This is the mail archive of the
libc-alpha@sourceware.org
mailing list for the glibc project.
Re: FAIL nptl/tst-robustpi4 [BZ 23183]
- From: Stefan Liebler <stli at linux dot ibm dot com>
- To: libc-alpha at sourceware dot org
- Cc: Florian Weimer <fweimer at redhat dot com>, "Carlos O'Donell" <carlos at redhat dot com>, Torvald Riegel <triegel at redhat dot com>
- Date: Fri, 29 Jun 2018 08:54:48 +0200
- Subject: Re: FAIL nptl/tst-robustpi4 [BZ 23183]
- References: <b71bec8d-ef71-1903-c7a8-fafa2fa744f5@linux.vnet.ibm.com> <ec3d5947-a1a6-a4ee-e8cd-0a47e6408cd6@redhat.com> <1485447752.16721.17.camel@redhat.com>
On 01/26/2017 05:22 PM, Torvald Riegel wrote:
On Thu, 2017-01-26 at 11:12 -0500, Carlos O'Donell wrote:
On 01/26/2017 10:29 AM, Stefan Liebler wrote:
It seems as a race between futex- and exit-syscall causes ESRCH
result from futex-syscall.
I'll have a closer look at this.
I see those fails with Linux 4.8 / 4.9 running in a z/VM guest as
well as with 4.6 on a LPAR (but less often).
I've seen tst-robustpi7 and tst-robustpi8 failures on all hardware
across a wide number of kernels, but never tst-robustpi4.
https://sourceware.org/bugzilla/show_bug.cgi?id=19004
The robustpi support is certainly not very robust as Torvald's
recent fixes show, and there still remains at least one design
flaw that can't be fixed.
e.g.
https://sourceware.org/bugzilla/show_bug.cgi?id=14485
The underlying problem for that bug does not affect PI+robust, just
robust, I think.

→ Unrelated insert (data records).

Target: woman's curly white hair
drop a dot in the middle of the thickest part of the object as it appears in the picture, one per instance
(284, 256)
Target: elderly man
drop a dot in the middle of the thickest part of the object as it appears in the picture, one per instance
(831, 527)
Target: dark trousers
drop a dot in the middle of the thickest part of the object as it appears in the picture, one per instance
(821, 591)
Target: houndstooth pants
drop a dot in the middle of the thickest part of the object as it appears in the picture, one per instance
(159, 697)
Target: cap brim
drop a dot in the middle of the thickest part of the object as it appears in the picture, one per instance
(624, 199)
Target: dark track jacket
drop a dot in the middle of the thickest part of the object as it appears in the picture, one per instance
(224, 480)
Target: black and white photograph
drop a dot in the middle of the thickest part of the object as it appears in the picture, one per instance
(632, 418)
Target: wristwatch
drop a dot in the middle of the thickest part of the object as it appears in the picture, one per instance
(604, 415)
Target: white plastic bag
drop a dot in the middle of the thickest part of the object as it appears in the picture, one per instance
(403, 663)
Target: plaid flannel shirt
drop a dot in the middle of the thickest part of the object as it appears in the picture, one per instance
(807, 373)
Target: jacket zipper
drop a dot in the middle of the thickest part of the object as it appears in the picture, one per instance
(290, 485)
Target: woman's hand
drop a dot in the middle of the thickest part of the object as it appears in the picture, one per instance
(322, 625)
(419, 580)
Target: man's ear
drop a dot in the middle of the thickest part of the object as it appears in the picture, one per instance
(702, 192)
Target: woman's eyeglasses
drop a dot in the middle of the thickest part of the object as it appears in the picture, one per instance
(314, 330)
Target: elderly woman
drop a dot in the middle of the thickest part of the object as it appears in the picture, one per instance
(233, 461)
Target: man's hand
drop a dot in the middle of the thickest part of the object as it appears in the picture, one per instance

Unless I forgot about something, PI+robust should
always use the kernel to unlock.
Hi,
in the meantime, Florian Weimer could also reproduce this issue and
opened the bugzilla Bug 23183 - tst-robustpi4 test failure
(https://sourceware.org/bugzilla/show_bug.cgi?id=23183).
I've also dig a bit deeper - see details in bugzilla - and was also able
to reproduce it on intel.
If the thread with locked mutex is executing the exit-syscall
while the main-thread is executing the futex-syscall,
then it could lead to this ESRCH return value of the futex-syscall which
triggers the assertion.
In this situation, the futex-syscall has already added the FUTEX_WAITERS
bit to the lock-value and is then calling attach_to_pi_owner().
The exit-syscall is now setting the lock-value to FUTEX_WAITERS |
FUTEX_OWNER_DIED and is proceeding.
attach_to_pi_owner() is now e.g. trying to get the owner-task and/or is
testing if the owner is currently exiting. In those cases, ESRCH is
returned!
Back in glibc, this assertion is triggered:
/* ESRCH can happen only for non-robust PI mutexes where
the owner of the lock died. */
assert (INTERNAL_SYSCALL_ERRNO (e, __err) != ESRCH || !robust);
The assertion/comment does not agree with the current behaviour of the
kernel. Any ideas?
Bye
Stefan